But “Mama” is a reminder that the best chills don’t involve chainsaws and blood. Horror is a product of empathy — in this case, fearing for the safety of small children and the reluctant twenty-something rocker (Jessica Chastain) caring for them.

A prologue tells us of a tragedy. A distraught father (Nikolaj Coster-Waldau) flees financial scandal by shooting people, grabbing his children and fleeing into the snowy mountains of Virginia. They crash, he drags the girls to a remote cabin, and just as he is about to finish his horror, something happens to him.

Cut to five years later, and searchers find the girls. They’re feral, non-verbal, skittering around on all fours. Their artist Uncle Lucas (also Coster-Waldau) is ready to take them in. His bass-playing girlfriend, Annabel (Chastain) is not.

Thanks to financial arrangements made by the conniving psychotherapist (Daniel Kash) who sees glory in their case, the D.C. couple moves to a free house in Richmond and tries to raise the girls. Thanks to whatever kept them alive for five years in the woods, that’s not going to be easy.

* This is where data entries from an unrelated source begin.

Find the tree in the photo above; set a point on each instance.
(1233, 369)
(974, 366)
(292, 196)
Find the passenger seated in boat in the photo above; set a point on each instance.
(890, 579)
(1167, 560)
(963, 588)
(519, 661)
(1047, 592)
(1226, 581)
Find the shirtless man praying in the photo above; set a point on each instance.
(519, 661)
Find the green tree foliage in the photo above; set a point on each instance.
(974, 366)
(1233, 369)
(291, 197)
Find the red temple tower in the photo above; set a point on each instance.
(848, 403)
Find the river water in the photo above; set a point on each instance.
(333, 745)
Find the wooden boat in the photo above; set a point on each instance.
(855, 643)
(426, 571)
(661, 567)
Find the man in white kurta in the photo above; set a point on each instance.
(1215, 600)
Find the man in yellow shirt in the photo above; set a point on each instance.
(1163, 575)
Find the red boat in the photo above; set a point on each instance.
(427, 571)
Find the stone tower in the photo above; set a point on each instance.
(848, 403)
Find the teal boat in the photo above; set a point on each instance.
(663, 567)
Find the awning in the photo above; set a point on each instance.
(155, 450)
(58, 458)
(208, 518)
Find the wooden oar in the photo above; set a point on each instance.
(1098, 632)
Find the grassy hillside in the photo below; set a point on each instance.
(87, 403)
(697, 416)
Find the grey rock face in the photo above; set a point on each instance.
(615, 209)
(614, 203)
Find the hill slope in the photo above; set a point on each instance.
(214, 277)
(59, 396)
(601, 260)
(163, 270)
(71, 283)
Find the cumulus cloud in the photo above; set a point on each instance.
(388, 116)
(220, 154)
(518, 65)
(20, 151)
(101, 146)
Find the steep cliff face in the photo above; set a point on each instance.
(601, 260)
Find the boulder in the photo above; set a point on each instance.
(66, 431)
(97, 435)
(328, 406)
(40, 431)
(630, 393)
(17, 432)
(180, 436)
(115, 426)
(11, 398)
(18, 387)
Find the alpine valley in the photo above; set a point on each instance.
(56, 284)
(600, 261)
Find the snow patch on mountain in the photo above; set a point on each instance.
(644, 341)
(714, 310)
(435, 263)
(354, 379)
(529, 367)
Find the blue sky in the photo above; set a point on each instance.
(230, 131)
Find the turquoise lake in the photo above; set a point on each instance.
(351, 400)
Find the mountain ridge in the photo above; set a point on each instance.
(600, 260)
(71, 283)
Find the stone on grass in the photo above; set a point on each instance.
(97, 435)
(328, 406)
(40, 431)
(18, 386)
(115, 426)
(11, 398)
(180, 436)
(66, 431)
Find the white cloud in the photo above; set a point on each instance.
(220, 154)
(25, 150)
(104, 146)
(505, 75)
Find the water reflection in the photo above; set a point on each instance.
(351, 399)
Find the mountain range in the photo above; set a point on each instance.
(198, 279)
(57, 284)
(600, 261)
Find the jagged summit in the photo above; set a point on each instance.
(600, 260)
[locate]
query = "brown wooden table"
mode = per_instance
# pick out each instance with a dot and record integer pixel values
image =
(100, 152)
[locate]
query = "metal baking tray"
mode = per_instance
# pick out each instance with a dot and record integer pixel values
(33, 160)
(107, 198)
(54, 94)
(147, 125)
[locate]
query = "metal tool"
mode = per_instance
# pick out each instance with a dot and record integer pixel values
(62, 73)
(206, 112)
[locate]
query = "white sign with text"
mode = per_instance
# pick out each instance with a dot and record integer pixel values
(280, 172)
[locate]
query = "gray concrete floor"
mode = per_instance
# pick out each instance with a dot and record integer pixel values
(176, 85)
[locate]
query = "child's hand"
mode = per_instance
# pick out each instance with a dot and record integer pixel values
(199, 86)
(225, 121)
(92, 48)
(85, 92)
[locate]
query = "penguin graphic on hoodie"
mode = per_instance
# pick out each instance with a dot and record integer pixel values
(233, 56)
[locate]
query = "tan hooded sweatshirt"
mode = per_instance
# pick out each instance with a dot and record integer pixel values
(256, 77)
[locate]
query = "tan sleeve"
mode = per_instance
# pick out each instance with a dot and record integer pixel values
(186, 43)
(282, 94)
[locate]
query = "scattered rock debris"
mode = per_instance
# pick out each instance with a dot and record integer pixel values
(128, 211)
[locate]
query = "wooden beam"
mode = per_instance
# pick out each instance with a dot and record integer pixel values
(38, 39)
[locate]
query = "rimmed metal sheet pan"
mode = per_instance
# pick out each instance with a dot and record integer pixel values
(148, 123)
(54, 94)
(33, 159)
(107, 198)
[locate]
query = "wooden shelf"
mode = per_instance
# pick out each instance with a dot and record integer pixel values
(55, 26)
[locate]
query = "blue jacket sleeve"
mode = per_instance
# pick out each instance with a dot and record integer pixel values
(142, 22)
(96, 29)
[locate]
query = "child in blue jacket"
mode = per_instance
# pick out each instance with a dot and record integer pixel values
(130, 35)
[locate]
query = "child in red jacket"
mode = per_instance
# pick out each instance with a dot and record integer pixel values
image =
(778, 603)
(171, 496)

What makes “Mama” work are the performances co-writer/director Andres Muschietti got from the little girls, who are open-faced marvels, conflicted about where their loyalties lie.

And Chastain, far from slumming in a horror film just as she’s fighting for that “Zero Dark Thirty” Oscar, adds another gold star to her resume. Annabel is unhappy, ill-equipped for parenting, stand-offish. Chastain makes her sexy, immature and yet somehow sympathetic.

This isn’t high art. But “Mama” is easily the most moving, most chilling ghost story since “Insidious,” an emotional tale efficiently, and affectingly told.